Wardieu sucked a tiny burst of air through his teeth and looked up, scanning the broken ceiling of greenery in an effort to determine the hour of the day. “If it was his intention to see us all dead, we would be by now. These eyes I feel on the back of my neck would be arrowheads. The voices I hear would belong to saints and angels, although”—he glanced over at Nicolaa and laughed—“in our case, perhaps not so angelic.”
“Eyes? Voices?” Nicolaa’s slanted black brow arched upward as she followed Wardieu’s gaze back into the surrounding forest. A flare of splintered light glittered over the suit of Damascan chain mail she had had fashioned expressly to mold to the contours of her body. Plates of steel had been sewn together front and back, worn over a quilted surcoat of bloodred samite. Her hair was plaited and wound into a single gleaming coil at the nape of her neck, confined within a woven circlet of gold and readily able to be concealed beneath a bascinet of steel links extending up from the mail hauberk.
She was well aware of the stares that charted her every move. Some of the knights blatantly disapproved of a woman in armour; others were wary of the cruelty and bloodlust lurking beneath her astonishing beauty, fearing her sultry orders more than those of any ten men. It had come as no surprise that she had ridden out this day at the side of the Dragon Wardieu, the jewelled collar of the Sheriff of Lincoln displayed proudly and boldly around her neck. She had acted the part of sheriff in all but name until now, and with Onfroi de la Haye clinging to life by the merest thread, it required only Wardieu’s nomination and Prince John’s approval to make the appointment official.
“There,” Wardieu said suddenly, breaking into Nicolaa’s thoughts with a start. “Something is moving.”

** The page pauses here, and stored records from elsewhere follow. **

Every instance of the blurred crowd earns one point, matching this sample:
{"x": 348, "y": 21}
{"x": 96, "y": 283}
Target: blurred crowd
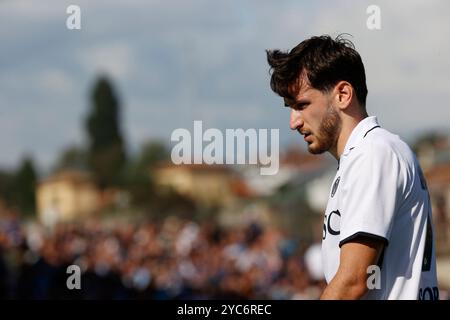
{"x": 169, "y": 259}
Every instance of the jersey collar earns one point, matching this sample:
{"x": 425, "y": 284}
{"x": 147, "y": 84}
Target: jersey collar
{"x": 360, "y": 132}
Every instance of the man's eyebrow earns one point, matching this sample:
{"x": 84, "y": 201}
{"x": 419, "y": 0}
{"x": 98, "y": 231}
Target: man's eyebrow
{"x": 293, "y": 103}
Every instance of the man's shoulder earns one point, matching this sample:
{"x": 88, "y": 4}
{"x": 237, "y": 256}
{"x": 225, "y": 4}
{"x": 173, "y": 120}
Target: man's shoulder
{"x": 381, "y": 142}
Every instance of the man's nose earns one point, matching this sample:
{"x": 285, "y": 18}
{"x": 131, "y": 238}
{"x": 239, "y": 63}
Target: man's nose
{"x": 296, "y": 121}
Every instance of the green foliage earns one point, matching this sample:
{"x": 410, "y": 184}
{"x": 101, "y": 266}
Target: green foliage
{"x": 106, "y": 147}
{"x": 73, "y": 157}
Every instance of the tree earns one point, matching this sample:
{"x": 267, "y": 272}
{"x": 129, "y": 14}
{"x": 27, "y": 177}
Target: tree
{"x": 73, "y": 157}
{"x": 106, "y": 147}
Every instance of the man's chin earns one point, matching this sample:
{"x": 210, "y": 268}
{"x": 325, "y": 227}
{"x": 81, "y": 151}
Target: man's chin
{"x": 314, "y": 149}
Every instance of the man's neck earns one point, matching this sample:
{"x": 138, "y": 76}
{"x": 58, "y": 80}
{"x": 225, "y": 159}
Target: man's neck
{"x": 348, "y": 125}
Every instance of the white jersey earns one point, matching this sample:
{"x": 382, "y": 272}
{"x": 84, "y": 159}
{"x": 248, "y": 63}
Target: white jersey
{"x": 379, "y": 191}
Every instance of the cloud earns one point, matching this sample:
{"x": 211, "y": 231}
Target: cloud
{"x": 177, "y": 61}
{"x": 115, "y": 59}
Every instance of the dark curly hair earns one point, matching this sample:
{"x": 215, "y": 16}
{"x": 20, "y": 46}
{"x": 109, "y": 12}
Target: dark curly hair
{"x": 323, "y": 61}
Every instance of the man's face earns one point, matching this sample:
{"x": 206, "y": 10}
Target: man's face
{"x": 313, "y": 116}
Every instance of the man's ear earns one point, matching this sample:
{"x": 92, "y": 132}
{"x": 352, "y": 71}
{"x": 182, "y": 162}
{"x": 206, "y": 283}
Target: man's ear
{"x": 343, "y": 94}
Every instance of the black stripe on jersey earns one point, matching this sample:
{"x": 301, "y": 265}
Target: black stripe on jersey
{"x": 370, "y": 130}
{"x": 364, "y": 235}
{"x": 428, "y": 250}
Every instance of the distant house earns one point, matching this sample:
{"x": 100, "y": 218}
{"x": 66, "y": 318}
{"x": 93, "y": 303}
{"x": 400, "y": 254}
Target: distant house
{"x": 207, "y": 185}
{"x": 438, "y": 180}
{"x": 66, "y": 196}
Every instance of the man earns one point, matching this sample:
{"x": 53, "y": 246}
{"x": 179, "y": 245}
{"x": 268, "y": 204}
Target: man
{"x": 377, "y": 236}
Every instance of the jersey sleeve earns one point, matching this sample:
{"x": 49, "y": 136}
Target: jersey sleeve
{"x": 371, "y": 186}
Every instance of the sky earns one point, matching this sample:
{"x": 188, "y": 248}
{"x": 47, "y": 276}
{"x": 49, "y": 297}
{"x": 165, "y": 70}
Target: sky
{"x": 173, "y": 62}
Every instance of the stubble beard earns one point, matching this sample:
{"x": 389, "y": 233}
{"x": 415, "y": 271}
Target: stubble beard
{"x": 329, "y": 130}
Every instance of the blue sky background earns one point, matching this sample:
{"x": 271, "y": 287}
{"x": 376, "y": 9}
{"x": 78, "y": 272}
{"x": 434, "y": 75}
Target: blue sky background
{"x": 173, "y": 62}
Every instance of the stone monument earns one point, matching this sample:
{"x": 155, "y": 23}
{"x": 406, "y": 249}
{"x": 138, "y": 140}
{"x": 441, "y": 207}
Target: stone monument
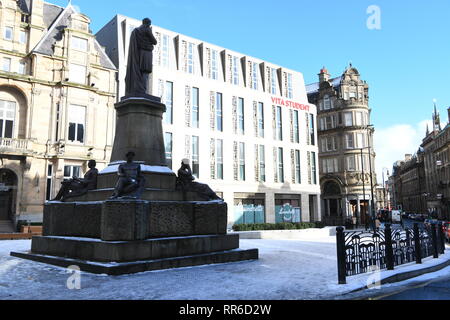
{"x": 140, "y": 216}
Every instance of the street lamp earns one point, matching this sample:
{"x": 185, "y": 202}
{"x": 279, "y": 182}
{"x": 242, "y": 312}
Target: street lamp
{"x": 369, "y": 128}
{"x": 384, "y": 187}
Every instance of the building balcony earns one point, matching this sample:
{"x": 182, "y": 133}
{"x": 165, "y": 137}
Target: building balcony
{"x": 11, "y": 146}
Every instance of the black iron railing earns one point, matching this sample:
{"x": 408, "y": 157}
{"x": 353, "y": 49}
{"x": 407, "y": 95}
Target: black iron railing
{"x": 362, "y": 251}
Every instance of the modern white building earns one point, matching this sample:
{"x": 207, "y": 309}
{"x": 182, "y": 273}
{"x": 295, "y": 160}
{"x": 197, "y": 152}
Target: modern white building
{"x": 245, "y": 124}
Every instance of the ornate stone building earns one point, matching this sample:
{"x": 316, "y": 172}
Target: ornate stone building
{"x": 57, "y": 95}
{"x": 346, "y": 155}
{"x": 421, "y": 183}
{"x": 436, "y": 149}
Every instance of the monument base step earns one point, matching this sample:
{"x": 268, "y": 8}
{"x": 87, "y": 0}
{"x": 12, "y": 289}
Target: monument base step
{"x": 234, "y": 255}
{"x": 126, "y": 251}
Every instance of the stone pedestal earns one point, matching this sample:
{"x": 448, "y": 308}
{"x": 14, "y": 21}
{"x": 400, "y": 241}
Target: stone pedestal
{"x": 139, "y": 129}
{"x": 167, "y": 228}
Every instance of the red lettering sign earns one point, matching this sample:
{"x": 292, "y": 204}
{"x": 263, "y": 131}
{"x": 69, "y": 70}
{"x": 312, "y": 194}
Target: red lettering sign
{"x": 291, "y": 104}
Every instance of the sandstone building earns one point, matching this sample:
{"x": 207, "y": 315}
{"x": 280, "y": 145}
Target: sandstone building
{"x": 345, "y": 137}
{"x": 57, "y": 95}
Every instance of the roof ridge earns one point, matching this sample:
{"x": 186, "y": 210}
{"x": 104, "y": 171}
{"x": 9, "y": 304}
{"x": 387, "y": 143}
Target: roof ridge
{"x": 52, "y": 27}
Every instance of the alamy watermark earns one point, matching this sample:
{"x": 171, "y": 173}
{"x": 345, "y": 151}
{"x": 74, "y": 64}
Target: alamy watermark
{"x": 374, "y": 279}
{"x": 74, "y": 280}
{"x": 374, "y": 19}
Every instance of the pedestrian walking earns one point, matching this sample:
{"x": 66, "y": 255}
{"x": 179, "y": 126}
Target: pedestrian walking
{"x": 377, "y": 223}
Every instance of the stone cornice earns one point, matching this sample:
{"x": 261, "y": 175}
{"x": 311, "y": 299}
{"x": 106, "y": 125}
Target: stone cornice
{"x": 30, "y": 79}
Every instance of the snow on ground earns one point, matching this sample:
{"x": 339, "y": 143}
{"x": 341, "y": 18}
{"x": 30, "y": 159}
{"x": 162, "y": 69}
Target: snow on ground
{"x": 286, "y": 269}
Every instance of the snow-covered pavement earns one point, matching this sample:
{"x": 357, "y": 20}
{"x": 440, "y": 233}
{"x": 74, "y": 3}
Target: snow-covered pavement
{"x": 286, "y": 269}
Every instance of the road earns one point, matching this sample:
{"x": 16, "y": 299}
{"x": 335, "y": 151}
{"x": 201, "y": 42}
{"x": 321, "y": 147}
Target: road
{"x": 407, "y": 223}
{"x": 437, "y": 289}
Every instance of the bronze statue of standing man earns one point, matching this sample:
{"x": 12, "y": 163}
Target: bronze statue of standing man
{"x": 140, "y": 60}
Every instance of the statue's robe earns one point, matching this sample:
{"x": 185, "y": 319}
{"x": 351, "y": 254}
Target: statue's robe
{"x": 140, "y": 61}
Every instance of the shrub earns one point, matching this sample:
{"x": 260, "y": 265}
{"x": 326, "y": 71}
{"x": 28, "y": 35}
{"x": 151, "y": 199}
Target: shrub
{"x": 274, "y": 226}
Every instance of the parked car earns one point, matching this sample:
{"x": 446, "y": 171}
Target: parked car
{"x": 412, "y": 216}
{"x": 446, "y": 229}
{"x": 396, "y": 216}
{"x": 427, "y": 223}
{"x": 420, "y": 217}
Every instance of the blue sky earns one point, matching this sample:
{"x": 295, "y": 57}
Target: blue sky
{"x": 406, "y": 63}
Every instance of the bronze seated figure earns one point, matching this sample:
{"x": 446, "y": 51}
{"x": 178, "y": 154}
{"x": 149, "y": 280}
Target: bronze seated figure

Immediately, from behind, came the sound of conversations cut short and swords rasped out of scabbards. Nicolaa saw nothing through the shifting shades of green and brown, but a flush of macabre excitement tightened the muscles across her belly and thighs, producing an indescribable surge of pleasure as she drew her own shortsword.
“It appears to be … Sir Aubrey, my lord!” cried Eduard. “He is in difficulty!”
Several other squires joined Eduard in rushing forward, and, moments later returned to the small clearing bearing the limp, gasping body of Sir Aubrey de Vere. They laid him gently on a cushion of half-rotted leaves, his own squire—a lad by the name of Timkin—supporting his head and shoulders.
“Sweet God in Heaven,” Nicolaa murmured dryly, peering down over Wardieu’s shoulder. “Can he have any blood left in his body?”
De Vere was breathing badly, with great difficulty. A cloth had been wrapped around his neck to staunch the flow of blood, but the effort of moving him had started the wound leaking again. His tunic looked as if it had been used to mop the floor of a charnal house. His skin was completely colourless and glistened with a sheen of cold, clammy sweat.
Wardieu lowered himself on one knee and gripped the knight’s arm. “De Vere, what happened?”
Glazed brown eyes opened tremulously. “My own fault, sire,” he gasped. “I did not see them. They were on us before we felt the wind shift … like ghosts … or devils. This—” He wavered a sodden glove toward his bandaged throat, but the explanation was shivered away on a wave of pain.